Friday evening from the Financial Times (Robin Wigglesworth): “Has the Federal Reserve Fallen Victim to Bond Market Bullies?” “The bond market ‘vigilantes’ of old used to bully wastrel governments. Now they appear to have moved on to a grander target — the US Federal Reserve.”
Crisis-period QE changed the functioning of global markets. Permanently including QE in central banks’ standard toolkit has transformed global finance and Capitalism in ways not comprehensible at this juncture. The bond “vigilantes” are extinct. This has provided central banks unprecedented latitude to discard convention and follow their every whim. It has also conveniently removed a major risk (spike in yields) for equities. But is has also opened the fiscal floodgates, where monetary policies ensure the accommodation of huge deficit spending at extremely low borrowing costs. QE and the resulting death of the vigilantes have also empowered the strongman leader to subvert central bank independence.

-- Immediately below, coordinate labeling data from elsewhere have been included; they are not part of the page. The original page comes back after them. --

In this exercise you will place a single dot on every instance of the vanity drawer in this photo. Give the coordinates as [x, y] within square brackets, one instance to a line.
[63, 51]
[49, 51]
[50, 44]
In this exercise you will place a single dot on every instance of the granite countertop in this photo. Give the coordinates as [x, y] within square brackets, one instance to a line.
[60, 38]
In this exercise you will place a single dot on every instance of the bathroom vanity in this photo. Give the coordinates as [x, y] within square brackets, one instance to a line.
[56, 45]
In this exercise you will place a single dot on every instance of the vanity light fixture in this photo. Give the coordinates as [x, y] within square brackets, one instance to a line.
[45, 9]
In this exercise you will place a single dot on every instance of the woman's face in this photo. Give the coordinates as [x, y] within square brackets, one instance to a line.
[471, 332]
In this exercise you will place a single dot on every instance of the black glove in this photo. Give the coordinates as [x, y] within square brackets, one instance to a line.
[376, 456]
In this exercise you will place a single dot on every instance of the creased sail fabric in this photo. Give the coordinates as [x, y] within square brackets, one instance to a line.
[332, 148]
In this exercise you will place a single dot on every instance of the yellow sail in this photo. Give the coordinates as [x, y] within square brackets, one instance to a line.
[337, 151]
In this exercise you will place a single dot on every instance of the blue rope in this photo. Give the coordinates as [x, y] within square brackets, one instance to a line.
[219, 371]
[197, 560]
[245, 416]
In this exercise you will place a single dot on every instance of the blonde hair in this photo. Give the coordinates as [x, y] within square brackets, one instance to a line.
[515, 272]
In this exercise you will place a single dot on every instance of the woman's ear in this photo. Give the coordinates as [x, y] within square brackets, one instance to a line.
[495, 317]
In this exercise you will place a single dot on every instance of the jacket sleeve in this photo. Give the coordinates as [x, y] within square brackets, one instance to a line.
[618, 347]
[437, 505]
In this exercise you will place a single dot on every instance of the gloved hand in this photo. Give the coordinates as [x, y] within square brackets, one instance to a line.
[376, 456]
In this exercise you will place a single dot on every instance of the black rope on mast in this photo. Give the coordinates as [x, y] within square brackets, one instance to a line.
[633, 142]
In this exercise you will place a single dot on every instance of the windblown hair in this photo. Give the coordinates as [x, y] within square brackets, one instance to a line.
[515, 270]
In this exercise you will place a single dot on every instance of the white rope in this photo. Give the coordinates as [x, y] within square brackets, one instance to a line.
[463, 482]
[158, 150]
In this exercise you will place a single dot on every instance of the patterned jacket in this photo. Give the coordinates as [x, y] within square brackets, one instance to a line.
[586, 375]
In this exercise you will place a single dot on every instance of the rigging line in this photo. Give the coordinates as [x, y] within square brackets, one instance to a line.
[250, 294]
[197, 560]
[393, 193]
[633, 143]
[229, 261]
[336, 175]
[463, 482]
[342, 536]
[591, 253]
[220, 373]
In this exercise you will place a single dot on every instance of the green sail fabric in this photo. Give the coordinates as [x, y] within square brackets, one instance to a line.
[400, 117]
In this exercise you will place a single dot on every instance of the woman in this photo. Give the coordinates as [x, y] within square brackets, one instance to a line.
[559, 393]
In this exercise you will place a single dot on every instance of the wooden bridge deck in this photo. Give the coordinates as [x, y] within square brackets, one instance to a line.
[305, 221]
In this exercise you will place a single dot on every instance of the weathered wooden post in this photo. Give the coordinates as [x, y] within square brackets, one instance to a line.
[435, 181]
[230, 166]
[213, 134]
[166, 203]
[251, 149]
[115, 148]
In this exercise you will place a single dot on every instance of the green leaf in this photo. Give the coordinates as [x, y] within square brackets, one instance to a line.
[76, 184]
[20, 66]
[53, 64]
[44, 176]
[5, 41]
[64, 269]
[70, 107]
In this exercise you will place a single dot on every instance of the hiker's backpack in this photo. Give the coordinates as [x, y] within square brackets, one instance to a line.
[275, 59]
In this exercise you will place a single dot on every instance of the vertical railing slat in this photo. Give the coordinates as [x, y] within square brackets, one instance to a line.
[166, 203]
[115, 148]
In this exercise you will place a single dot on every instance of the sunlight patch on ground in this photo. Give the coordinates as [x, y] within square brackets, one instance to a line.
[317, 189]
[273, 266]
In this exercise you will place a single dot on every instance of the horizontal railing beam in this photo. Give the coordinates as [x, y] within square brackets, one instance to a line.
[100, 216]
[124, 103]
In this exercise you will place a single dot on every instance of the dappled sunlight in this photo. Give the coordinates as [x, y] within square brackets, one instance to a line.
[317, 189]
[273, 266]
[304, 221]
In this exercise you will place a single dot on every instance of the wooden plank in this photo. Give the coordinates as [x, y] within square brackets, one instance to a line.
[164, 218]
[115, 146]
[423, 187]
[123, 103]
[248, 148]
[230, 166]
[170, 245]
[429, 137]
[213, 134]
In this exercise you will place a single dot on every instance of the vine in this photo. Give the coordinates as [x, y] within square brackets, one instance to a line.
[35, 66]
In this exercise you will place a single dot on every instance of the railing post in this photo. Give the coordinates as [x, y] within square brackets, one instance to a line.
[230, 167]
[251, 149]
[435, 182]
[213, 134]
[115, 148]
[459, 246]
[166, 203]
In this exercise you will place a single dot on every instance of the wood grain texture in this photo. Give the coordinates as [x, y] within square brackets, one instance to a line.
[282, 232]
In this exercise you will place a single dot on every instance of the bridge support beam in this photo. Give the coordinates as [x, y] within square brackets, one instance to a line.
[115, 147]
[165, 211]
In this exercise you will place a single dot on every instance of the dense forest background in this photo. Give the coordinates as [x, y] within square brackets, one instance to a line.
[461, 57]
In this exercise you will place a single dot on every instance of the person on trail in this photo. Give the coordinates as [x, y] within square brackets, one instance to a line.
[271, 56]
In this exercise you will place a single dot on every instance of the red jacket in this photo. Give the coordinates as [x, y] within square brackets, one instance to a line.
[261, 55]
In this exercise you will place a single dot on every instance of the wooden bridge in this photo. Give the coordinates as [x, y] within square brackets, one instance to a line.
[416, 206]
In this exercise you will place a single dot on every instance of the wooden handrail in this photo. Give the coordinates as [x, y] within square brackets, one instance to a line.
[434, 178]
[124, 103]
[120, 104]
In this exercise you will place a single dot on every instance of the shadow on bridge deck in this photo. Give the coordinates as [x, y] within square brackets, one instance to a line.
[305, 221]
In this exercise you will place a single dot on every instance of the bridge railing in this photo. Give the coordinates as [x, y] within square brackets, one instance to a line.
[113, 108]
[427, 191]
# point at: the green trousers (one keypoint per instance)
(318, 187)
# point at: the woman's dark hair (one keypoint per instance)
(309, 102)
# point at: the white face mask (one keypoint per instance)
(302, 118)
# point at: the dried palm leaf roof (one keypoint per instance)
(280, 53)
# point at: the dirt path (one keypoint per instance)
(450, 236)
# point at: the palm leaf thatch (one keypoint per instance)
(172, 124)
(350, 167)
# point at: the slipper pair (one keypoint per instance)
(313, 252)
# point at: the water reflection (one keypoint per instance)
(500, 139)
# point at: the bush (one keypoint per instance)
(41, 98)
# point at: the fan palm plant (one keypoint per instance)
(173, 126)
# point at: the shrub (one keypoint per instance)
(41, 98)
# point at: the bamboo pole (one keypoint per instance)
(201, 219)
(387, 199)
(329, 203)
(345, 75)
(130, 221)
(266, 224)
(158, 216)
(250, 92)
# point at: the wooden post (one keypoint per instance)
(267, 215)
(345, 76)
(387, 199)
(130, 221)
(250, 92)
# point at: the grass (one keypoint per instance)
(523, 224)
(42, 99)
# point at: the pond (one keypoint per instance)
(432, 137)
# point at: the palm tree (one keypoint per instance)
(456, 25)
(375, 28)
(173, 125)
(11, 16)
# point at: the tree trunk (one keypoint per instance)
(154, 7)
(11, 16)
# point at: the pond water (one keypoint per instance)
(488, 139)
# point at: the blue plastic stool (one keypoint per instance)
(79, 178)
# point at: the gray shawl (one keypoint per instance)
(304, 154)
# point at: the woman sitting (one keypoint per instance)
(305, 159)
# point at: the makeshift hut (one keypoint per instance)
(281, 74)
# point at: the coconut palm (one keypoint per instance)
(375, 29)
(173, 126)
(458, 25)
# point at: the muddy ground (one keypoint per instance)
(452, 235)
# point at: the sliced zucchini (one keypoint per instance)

Remember James Carville’s, “I used to think that if there was reincarnation, I wanted to come back as the president or the pope or as a .400 baseball hitter. But now I would like to come back as the bond market. You can intimidate everybody.” That was before QE. Today’s bond market intimidates no one. Threatening – or even firing – the head of a central bank for not cutting rates – is a non-issue for today’s bond market. Ditto massive deficits. Why worry about supply, myriad excesses or politicizing monetary management when the magic of QE can make everything good?
Today’s “crazy” is incredibly dangerous. No check and balances. Markets have lost the capacity to self-adjust and correct. Sovereign debt, the foundation of global finance, has succumbed to unprecedented price distortions – and it only gets worse from there: The Speculative Blow-Off for Global Financial Assets. And I appreciate it all appears reasonable and unsustainable – so long as securities prices continue to inflate. But it will function poorly in reverse. The crazier things get the more unsustainable Bubble prices become.